Using the "Upside of Downtime" framework (above) as a guide:
- Prepare: Much room for improvement. The health status feed is hard to find for the average user/developer, and the information was limited. On the plus side, it exists. Twitter was also used to communicate updates, but again the information was limited.
- Communicate: Without a strong foundation create by the Prepare step, you don't have much opportunity to excel at the Communicate step. There was an opportunity to use the basic communication channels they had in place (status feed, twitter) more effectively by communicating throughout the incident, with more actionable information, but alas this was not the case. Instead, there was mass speculation about the root cause and the severity. That is exactly what you want to strive to avoid.
- Explain: Let's find out by running the postmortem through our guideline for postmortem communication...
Prerequisites:
- Admit failure - Excellent, almost a textbook admittance without hedging or blaming.
- Sound like a human - Well done. Posted from Director of Engineering at Facebook Robert Johnson's personal account, the tone and style was personal and effective.
- Have a communication channel - Can be improved greatly. Making the existing health status page easier to find, more public, and more useful would help in all future incidents. I've covered how Facebook can improve this page in a previous post.
- Above all else, be authentic - No issues here.
Requirements:
- Start time and end time of the incident - Missing.
- Who/what was impacted - Partial. I can understand this being difficult in the case of Facebook, but I would have liked to see more specifics around how many many users were affected. On one hand this is a global consumer service that may not be critical to people's lives. On the other hand though, if you treat your users with respect, they'll reward you for it.
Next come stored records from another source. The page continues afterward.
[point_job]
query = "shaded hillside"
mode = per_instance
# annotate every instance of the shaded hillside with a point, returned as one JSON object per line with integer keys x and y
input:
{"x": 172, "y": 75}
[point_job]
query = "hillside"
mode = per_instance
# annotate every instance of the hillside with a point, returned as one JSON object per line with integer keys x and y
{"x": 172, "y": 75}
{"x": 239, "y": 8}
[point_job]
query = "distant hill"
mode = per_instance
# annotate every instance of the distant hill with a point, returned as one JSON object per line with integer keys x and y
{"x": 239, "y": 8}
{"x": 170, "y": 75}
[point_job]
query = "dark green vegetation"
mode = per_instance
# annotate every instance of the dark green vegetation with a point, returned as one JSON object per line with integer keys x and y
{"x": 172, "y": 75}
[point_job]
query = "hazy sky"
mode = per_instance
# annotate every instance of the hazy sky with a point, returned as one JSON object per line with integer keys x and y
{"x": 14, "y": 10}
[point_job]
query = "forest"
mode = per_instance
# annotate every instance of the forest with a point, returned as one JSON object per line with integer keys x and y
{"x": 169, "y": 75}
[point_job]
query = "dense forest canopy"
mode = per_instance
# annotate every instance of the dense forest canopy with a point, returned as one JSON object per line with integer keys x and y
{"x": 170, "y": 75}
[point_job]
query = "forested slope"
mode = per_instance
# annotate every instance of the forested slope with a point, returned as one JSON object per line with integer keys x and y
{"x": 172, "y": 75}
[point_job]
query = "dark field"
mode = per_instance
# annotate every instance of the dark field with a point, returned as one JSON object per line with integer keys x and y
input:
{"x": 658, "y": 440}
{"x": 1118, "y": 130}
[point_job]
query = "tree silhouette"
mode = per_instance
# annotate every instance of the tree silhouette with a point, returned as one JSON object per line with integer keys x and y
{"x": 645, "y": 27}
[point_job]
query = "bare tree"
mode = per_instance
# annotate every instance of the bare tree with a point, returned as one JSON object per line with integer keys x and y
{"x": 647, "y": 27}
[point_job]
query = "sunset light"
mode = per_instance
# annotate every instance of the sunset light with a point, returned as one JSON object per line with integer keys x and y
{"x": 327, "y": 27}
- What went wrong - Well done, maybe the best part of the postmortem.
- Lessons learned - Partial. It sounds like many lessons were certainly learned, but they weren't directly shared. I'd love to know what the "design patterns of other systems at Facebook that deal more gracefully with feedback loops and transient spikes" look like.
Bonus:
- Details on the technologies involved - No
- Answers to the Five Why's - No
- Human elements - heroic efforts, unfortunate coincidences, effective teamwork, etc - No
- What others can learn from this experience - Marginal
Biggest lesson for us to take away: Preparation is key to successfully managing outages, and using them to build trust with your users.